Em Diário de uma tristeza comum Mahmoud Darwish defende o direito do povo palestino ter sua história, sua cultura e sobretudo, suas terras sequestradas de volta. 

Em um mundo cada vez mais habitado pela distorção do signo ideológico, ler uma história por quem realmente viveu o processo de destruição da Palestina é salutar. Mas não é somente isso. Nesta história é possível ver de maneira nítida em todas as linhas que se lê, algo que a filósofa Hannah Arendt chamou de banalidade do mal. E com cenas que duvidamos até certo ponto se é verdade ou não, (pelo grau de desumanidade dos sionistas) soldados israelenses cometem crimes com requintes de crueldades e sobretudo sadismo. É muito comum tais cenas serem vistas em redes sociais. Soldados dedicando a morte e destruição de algum edifício ao seu filho ou a algum ente querido. 

O que faz um ser humano agir de tal maneira?

Pensamos com a lógica da história. A resposta para tal pergunta é: ideologia. 

Como vocês devem saber, ideologia é sobretudo a construção de uma ideia sobre algo. Bakhtin, filósofo russo, dizia que todo signo ideológico (que são objetos materiais ou não) são ideológicos por excelência. Alguns objetos ou construção deles ganham significações mais fidedignas à realidade, outras, são completamente díspares e obedecem a um papel. A manutenção da ordem dominante. É assim o processo de luta de classes em qualquer parte do planeta. 

Um trecho que cito nos diz muito sobre seu processo histórico e memorialístico contido na obra: 

(...) Toda vez que volta de mãos vazias, você olha para a varanda das casas e se pergunta sobre seus donos, ausentes nos ventos da emigração e do exílio. Quantas casas foram erguidas por proprietários que já não moram nelas? 

O entrelaçamento entre história e memória é um dos fios condutores da obra de Darwich. Mas não é somente isso, o processo de desenvolvimento colonial, o projeto sionista e ao mesmo tempo, a denúncia das violência constituída e travestida de uma narrativa religiosa sequestrada pela ideologia sionista e travestida de um tom judaico, talvez seja o ponto central desta obra que não podemos esquecer. E cabe dizer ainda que, um dos pontos fundamentais de todo projeto colonial é fazer uso da religião e distorcê-la para o uso conforme seu ponto de vista. A este respeito temos a reflexão de Mikhail Bakhtin que, vai denominar tais ações de refração da realidade. Seu papel é distorcer o significado de algo para o uso conforme o projeto de poder. É isso que os sionistas vêm fazendo ao longo dos anos. Usar a narrativa judaica, a comoção provocada pelo nazismo e todo processo de destruição deste grupo para justificativa das ações contra o povo palestino e quem se mostra contrário a tais ações, denunciando as atrocidades sionistas diante dos palestinos, eles tentam usar a narrativa de quem é anti sionista é antisemita. 

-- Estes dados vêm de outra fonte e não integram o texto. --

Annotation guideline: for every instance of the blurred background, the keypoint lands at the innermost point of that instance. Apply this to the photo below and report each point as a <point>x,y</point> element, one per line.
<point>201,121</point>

Tais ações são repletas de falsidade. Uma vez que ser anti sionista não é ser antisemita. O sionismo é uma ideologia que está impregnada dentro da religião judaica e se usa dela como projeto de poder. E isso, nosso caro escritor/poeta que aqui resumimos deixa muito bem entendido para quem deseja ler esta obra fundamental para a compreensão deste processo de genocídio em andamento. 

Uma questão fundamental é colocada na obra e nos serve como reflexão sobre o papel da história nesses processos: “qual a relação entre os conquistadores e essas pedras, essas águas e essas árvores?”.

O livro termina com um tom que é o mesmo desde o começo. A denúncia, a memória e a importância da história para esclarecimento (no sentido kantiano do termo) desses processos.